3. I checked the status and coverage of bam file to see if a collapse in the breaking point. It turns out ±20Kb around the point has an even mapping quality and coverage as normal.
HiC_scaffold_3 14371256 14371313 52
HiC_scaffold_3 14371313 14371314 51
HiC_scaffold_3 14371314 14371328 52
HiC_scaffold_3 14371328 14371329 51
HiC_scaffold_3 14371329 14371333 52
HiC_scaffold_3 14371333 14371334 50
HiC_scaffold_3 14371334 14371368 52
HiC_scaffold_3 14371368 14371369 51
HiC_scaffold_3 14371369 14371380 52
HiC_scaffold_3 14371380 14371381 51
HiC_scaffold_3 14371381 14371387 52
HiC_scaffold_3 14371387 14371388 51
HiC_scaffold_3 14371388 14371401 52
HiC_scaffold_3 14371401 14371404 22
HiC_scaffold_3 14371404 14371415 23
HiC_scaffold_3 14371415 14371416 24
HiC_scaffold_3 14371416 14371481 53
HiC_scaffold_3 14371481 14371482 52
HiC_scaffold_3 14371482 14371511 53
HiC_scaffold_3 14371511 14371512 52
HiC_scaffold_3 14371512 14371534 53
HiC_scaffold_3 14371534 14371535 52
HiC_scaffold_3 14371535 14371547 53
HiC_scaffold_3 14371547 14371548 52
HiC_scaffold_3 14371548 14371581 53
HiC_scaffold_3 14371581 14371582 52
HiC_scaffold_3 14371582 14371642 53
HiC_scaffold_3 14371642 14371643 52
4. As the same code has been run for Illumina reads calling for several times, I was suspected maybe the HiFi reads should have different parameter but didn't find any suggestions on the forum. So I added only '--pcr-indel-model NONE' but didn't help at all.

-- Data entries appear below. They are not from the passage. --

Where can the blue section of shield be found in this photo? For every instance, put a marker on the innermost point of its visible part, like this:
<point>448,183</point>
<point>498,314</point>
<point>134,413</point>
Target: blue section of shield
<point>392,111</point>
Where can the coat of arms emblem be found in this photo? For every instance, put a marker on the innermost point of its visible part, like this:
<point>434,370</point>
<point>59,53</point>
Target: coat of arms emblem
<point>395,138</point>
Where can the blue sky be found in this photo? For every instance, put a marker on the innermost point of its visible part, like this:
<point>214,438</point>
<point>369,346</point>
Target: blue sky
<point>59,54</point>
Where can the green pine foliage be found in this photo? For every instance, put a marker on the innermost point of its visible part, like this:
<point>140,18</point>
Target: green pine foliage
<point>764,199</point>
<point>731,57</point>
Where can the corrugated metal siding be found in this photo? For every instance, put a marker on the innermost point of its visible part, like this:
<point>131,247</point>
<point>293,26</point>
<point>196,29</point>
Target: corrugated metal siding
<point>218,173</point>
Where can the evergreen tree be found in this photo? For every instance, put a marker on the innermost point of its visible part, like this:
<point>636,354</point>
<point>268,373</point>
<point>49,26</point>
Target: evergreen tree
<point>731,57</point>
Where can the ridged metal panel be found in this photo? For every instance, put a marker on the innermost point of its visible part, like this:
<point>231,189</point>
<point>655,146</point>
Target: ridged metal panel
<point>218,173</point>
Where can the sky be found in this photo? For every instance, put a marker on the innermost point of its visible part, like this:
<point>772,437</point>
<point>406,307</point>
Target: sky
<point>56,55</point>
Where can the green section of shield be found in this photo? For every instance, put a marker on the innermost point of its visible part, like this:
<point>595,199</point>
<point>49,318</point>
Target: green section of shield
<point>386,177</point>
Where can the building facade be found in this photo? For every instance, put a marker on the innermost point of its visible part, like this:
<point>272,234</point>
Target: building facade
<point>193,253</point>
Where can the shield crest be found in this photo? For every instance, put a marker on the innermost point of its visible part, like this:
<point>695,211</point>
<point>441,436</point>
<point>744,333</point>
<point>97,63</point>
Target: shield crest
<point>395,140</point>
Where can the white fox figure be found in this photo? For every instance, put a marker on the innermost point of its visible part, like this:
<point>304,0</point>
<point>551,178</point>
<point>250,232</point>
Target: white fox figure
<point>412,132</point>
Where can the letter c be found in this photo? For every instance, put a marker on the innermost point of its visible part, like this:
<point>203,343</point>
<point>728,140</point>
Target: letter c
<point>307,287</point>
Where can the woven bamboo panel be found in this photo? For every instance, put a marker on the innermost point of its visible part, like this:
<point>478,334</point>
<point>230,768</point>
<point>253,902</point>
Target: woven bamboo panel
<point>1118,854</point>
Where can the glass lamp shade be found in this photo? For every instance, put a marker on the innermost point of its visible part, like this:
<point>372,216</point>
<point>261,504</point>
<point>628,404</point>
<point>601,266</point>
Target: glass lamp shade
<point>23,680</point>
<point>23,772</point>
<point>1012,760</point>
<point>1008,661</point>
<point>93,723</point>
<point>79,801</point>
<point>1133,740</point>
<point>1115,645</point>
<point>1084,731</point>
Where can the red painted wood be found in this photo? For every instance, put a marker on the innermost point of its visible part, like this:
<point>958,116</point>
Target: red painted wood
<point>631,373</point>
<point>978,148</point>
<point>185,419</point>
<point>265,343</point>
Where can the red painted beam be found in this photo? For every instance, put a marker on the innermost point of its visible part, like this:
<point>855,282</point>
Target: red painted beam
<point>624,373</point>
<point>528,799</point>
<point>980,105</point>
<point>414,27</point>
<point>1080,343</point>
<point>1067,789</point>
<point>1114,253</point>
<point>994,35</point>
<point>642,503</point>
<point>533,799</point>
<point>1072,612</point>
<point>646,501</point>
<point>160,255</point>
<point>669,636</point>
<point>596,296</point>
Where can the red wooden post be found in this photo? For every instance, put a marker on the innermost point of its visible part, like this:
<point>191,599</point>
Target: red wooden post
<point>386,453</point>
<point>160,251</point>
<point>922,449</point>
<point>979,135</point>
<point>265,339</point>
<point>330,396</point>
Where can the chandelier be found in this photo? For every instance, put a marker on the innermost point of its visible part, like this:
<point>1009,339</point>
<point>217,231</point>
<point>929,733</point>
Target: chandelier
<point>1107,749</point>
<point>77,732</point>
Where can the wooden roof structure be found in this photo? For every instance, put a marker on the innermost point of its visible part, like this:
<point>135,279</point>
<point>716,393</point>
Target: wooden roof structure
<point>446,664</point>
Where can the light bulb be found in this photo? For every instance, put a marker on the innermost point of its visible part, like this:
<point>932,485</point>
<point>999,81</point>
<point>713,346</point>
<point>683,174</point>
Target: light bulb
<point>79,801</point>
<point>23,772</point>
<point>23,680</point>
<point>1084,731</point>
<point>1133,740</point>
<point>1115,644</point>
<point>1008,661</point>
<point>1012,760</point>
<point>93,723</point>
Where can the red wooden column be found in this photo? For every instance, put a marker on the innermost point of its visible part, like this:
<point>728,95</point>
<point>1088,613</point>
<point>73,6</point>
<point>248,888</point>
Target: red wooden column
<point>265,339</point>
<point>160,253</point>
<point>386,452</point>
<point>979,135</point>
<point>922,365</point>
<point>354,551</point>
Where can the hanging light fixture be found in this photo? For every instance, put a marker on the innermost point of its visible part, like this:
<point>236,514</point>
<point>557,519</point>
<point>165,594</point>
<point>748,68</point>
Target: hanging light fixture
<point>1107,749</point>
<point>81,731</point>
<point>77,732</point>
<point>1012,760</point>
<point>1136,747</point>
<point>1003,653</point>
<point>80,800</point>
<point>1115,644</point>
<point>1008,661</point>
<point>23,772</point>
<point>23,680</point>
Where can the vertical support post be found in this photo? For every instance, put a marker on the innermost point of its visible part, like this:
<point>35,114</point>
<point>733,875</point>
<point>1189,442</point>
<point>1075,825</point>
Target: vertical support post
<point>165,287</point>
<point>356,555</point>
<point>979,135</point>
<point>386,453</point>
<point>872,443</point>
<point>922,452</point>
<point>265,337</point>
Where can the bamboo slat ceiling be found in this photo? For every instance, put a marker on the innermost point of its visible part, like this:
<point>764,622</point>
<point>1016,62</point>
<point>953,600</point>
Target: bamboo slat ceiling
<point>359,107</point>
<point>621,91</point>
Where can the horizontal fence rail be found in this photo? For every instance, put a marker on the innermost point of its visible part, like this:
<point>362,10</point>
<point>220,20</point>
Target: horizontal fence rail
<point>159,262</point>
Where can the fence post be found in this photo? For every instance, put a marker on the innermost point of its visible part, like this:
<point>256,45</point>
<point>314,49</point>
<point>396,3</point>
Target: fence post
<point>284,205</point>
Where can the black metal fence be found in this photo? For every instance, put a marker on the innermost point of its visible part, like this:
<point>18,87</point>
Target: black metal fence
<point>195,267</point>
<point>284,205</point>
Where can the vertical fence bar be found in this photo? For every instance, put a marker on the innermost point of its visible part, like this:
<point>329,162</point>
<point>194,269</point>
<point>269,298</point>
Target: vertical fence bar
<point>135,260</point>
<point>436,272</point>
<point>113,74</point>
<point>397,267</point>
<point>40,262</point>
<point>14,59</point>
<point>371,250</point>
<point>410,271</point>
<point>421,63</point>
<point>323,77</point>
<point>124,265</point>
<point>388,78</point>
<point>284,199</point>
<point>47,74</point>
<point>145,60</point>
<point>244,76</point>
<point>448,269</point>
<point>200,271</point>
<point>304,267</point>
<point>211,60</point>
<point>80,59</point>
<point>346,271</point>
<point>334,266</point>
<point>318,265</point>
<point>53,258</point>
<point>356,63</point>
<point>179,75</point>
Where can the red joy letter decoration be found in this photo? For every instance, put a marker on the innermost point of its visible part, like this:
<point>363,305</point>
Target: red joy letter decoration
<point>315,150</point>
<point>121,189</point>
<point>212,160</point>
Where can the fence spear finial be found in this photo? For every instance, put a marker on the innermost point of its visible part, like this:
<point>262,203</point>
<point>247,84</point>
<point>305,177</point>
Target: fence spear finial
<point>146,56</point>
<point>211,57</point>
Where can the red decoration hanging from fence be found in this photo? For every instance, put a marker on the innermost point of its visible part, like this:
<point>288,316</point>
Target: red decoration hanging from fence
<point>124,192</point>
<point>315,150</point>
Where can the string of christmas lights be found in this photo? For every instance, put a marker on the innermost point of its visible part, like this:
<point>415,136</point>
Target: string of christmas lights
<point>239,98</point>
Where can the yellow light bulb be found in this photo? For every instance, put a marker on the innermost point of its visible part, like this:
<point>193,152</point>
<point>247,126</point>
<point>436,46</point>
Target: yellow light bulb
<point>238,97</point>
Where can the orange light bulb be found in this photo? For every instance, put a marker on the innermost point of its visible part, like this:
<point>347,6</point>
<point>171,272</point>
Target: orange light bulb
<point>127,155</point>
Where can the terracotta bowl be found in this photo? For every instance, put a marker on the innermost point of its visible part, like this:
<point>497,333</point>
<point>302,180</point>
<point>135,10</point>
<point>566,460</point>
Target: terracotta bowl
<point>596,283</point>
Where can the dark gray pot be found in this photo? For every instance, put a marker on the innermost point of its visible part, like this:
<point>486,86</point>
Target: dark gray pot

Could you please help me work out this failure of running Haplotypecaller? Is there any updated suggestions for HiFi reads specifically?
Thanks!
Best,
Xiaomeng
-
Hello Xiaomeng Mao.
I'm sorry to hear about your crashing on these data inputs. From experience, very often when you get no-message failures from HaplotpeCaller it is an out-of memory failure of one kind or another (very often running out of memory on the VM instance). It looks like you are setting-Xms512M -Xmx5G
so if you increase the available memory on the instance without increasing the java -xmx (which is the maximum memory java will restrict itself to using) value you aren't actually allowing java to utilize the extra space. Furthermore, I would be careful to also make sure that the -xmx is not too close to the total available memory for the total machine, as GATK has a number of non-java elements (namely compression/decompression libraries, smith waterman accelerators, etc...) that require memory as well so you must leave at least 1GB (and often 2GB is necessary in very messy edge cases).
The next comment I would make is that you are trying to use LongReads with HaplotypeCaller. HaplotypeCaller has been optimized for short reads but should be fine to run over the long reads but some older versions (the GATK/4.1.4.1 version you are using being several years old at this point) had compatibility issues that caused poor behavior with long-reads. I would recommend upgrading to a newer release (we a on 4.3.0.0 right now), as there have been a number of low level improvements to HTSJDK in the intervening years that might result in better performance on long reads. -
Hi James Emery,
Thanks for your reply and suggestions!
I retried by adding the below java options to the previous command line. (requiring 4 cores, each has a maximum of 6.8G RAM) But it still crushed at the same loci even though I chose the starting point from 100Kb before the breakpoint.
--java-options "-Xms1G -Xmx20G"And in the log file, it contains both the new java memory setting and the default one. I am not sure if the increasing memory setting works.
Running:
java -Dsamjdk.use_async_io_read_samtools=false -Dsamjdk.use_async_io_write_samtools=true -Dsamjdk.use_async_io_write_tribble=false -Dsamjdk.compression_level=2 -Xms512M -Xmx5G -Xms1G -Xmx20G -jar /sw/bioinfo/GATK/4.2.0.0/rackham/gatk-package-4.2.0.0-local.jar HaplotypeCaller --pcr-indel-model NONE -L HiC_scaffold_13:11789610-13990640 -R ../index/she_h1_curated.fasta -I she_h1.3ddna.map-hifi.addgroup.bam -O gvcf/she_h1.3ddna.map-hifi.05-1-2.g.vcf.gz -ERC GVCFThe second suggestion didn't work in GATK/4.3.0.0. I came across the same problem as issued in https://gatk.broadinstitute.org/hc/en-us/community/posts/11440622639387/comments/12925222020763 The bam file generated from Minimap2 looks incompatible with the latest version. When I changed to version 4.2.0.0, the problem disappeared.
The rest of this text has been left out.